In reality, human beings deal with an outstandingly uncertain world – uncertainty that cannot be quantified as a primary characteristic. We use our primitive feelings, or the feelings one has in one's gut, to invest emotion, so that we can make decisions in the face of high uncertainty.

Will we invent a machine that thinks the way that a human thinks? I think that we could, but we're very complex, highly-adapted organisms. And to some extent, making something that does those kinds of things as well as us socially, emotionally and psychologically may be just replicating us, which, in terms of being socially useful, is kind of redundant.

You seem rather pessimistic about AI’s propensity for good. Is it because human beings design algorithms, and we humans ultimately have innate biases?

It's interesting the way that the term ‘bias’ is used in statistical analysis or AI. To analyse any large group of data you have to put in biases because otherwise all hypotheses are equal. So effectively all decision-making is biased in a way. It's just the nature of compressing data to compress data to a smaller decision. You've got to make some assumptions about what's important – it's being prejudiced against one or another.

So all this mechanical decision-making is biased in the first sense. Oftentimes, if you're designing an algorithm and you've got to come up with a representation of a problem, you're going to have to cut corners in a way. You’re saying, ok, within this space of data, things that are near each other in the Euclidean sense are similar. That’s inducing a bias.

And when you do that, and you’ve got data from the real world that we live in, oftentimes those biases will align with what we think of as traditional biases. That happens coincidentally, because our data gathering techniques are based on decisions that we make. So, effectively, these things collaborate with one another and force traditional biases.

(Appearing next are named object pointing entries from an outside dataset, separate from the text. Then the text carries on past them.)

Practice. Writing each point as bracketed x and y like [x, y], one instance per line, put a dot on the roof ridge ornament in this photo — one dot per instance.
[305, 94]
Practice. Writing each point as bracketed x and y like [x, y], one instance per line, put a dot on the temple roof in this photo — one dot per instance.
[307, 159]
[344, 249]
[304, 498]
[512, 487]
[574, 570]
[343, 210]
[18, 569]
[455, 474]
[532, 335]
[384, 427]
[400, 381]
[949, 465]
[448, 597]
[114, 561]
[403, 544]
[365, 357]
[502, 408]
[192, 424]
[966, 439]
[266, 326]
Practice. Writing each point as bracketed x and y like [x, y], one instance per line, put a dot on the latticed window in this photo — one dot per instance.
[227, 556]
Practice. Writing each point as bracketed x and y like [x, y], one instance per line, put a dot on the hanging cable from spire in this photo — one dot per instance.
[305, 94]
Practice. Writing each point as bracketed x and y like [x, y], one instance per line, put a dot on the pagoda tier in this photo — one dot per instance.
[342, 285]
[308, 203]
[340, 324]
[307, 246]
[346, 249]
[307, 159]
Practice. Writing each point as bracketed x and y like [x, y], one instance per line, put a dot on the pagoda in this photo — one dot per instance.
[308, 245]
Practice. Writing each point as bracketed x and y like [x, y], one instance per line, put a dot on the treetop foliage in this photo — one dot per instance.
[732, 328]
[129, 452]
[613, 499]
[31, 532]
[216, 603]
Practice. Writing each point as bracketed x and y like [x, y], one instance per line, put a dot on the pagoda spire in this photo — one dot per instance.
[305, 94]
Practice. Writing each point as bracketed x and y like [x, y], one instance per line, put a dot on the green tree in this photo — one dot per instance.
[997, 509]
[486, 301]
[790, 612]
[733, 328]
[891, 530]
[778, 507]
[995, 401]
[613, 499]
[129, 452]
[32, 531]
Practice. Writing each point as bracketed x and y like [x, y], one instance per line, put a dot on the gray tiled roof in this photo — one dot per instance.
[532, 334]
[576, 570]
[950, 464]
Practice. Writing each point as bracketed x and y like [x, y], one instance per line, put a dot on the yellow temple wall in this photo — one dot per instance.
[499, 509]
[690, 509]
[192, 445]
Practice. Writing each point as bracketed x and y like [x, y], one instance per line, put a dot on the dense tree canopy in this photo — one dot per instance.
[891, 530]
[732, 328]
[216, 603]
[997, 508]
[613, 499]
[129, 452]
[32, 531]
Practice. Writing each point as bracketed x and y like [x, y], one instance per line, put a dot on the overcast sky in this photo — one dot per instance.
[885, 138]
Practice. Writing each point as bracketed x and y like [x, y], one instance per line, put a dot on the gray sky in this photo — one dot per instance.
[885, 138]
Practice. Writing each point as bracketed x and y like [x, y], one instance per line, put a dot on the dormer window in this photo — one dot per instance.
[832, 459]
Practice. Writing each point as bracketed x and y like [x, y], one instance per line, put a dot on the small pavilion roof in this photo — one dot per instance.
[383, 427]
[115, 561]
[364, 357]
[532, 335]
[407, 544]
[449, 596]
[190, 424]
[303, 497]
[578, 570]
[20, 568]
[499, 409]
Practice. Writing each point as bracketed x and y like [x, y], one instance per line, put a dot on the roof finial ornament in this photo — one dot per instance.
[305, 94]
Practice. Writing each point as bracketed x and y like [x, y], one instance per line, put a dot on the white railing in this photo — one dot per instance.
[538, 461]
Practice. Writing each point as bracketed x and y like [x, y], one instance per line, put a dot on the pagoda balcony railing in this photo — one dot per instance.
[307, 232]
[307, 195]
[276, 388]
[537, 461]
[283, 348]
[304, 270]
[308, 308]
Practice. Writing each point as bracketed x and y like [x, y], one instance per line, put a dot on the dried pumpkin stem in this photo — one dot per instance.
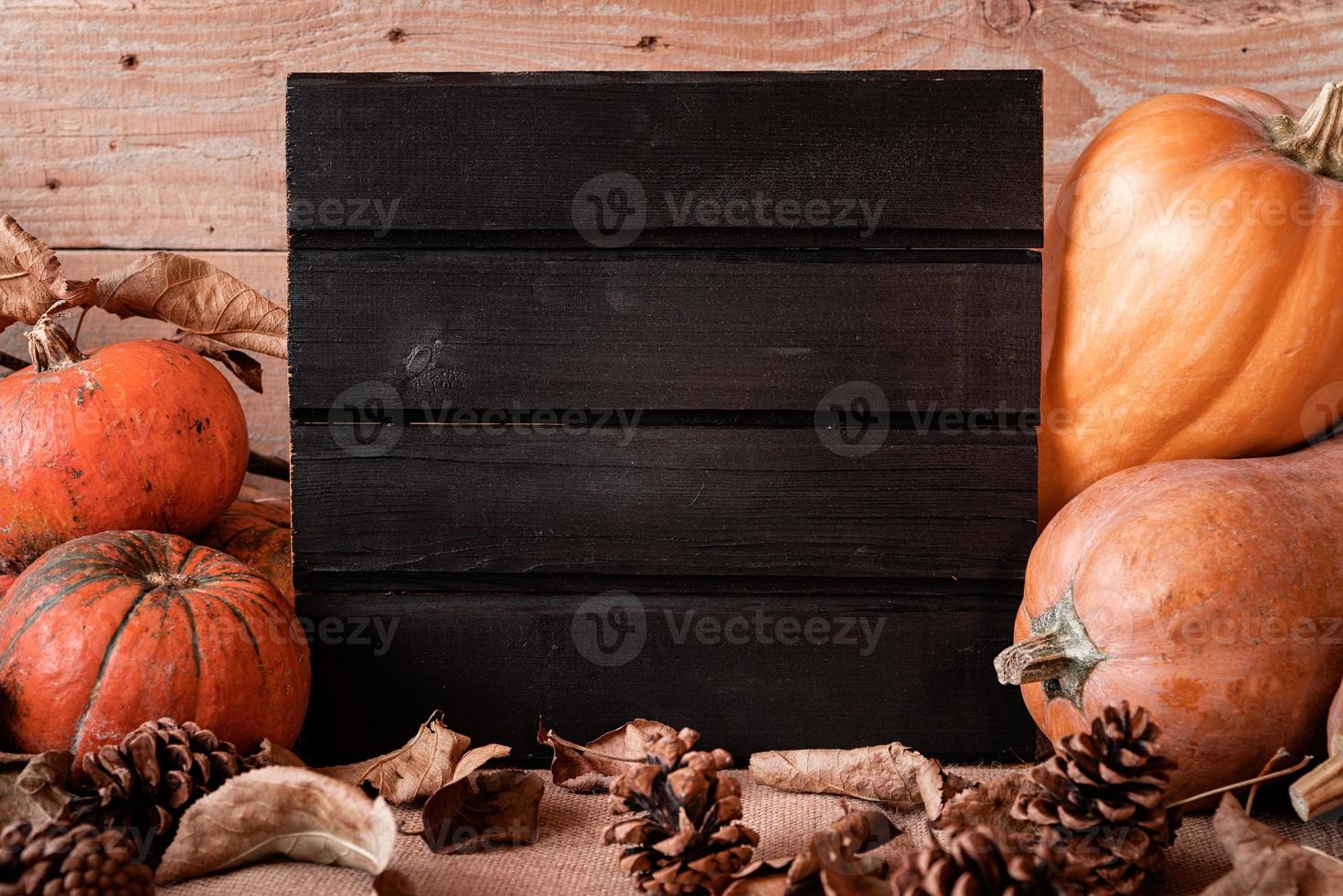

Mechanical decision-making is therefore inherently biased. Now, we can do things with technology that try to counter it, like satisfying the goals of providing people with diverse information instead of providing them with personalized information.

Facebook, for instance, rather than being a regulated media entity is a profit-making corporation. Advertisers pay Facebook for demographics so they can target audiences with effective messages. Its entire algorithmic infrastructure is built around that. And when you do that, you're basically going to have opportunities for influencing people in biased ways because the algorithms implicitly induce these kinds of biases.

The Facebooks of this world need to serve other goals besides the motive of simply having good ad demographics – they should serve goals like the public interest too. If you look at what we used to do in media before the abolition of the fairness doctrine, we tried to make media provide fair and balanced coverage.

Unfortunately, we gave up on that in favour of the idea that the free market of information will take care of everything. And that’s put us on course with where we are with large entities like Facebook. They have algorithms with implicit biases and that allows for political manipulation of the people.

Effectively, what needs to happen is that we need to realise that entities like Facebook and Twitter are media companies, then we need to regulate them like a media company. The regulation is positive – it’s for the social good – as opposed to having a purely neoliberal approach that basically says the free market will take care of it all. Because, clearly it hasn't. We've run that experiment.

American media, since the abolition of the fairness doctrine has become nothing but more polarized and less equitably informative. If you let the markets run everything, including the provision of information to human beings, then you're going to get some pretty ugly effects.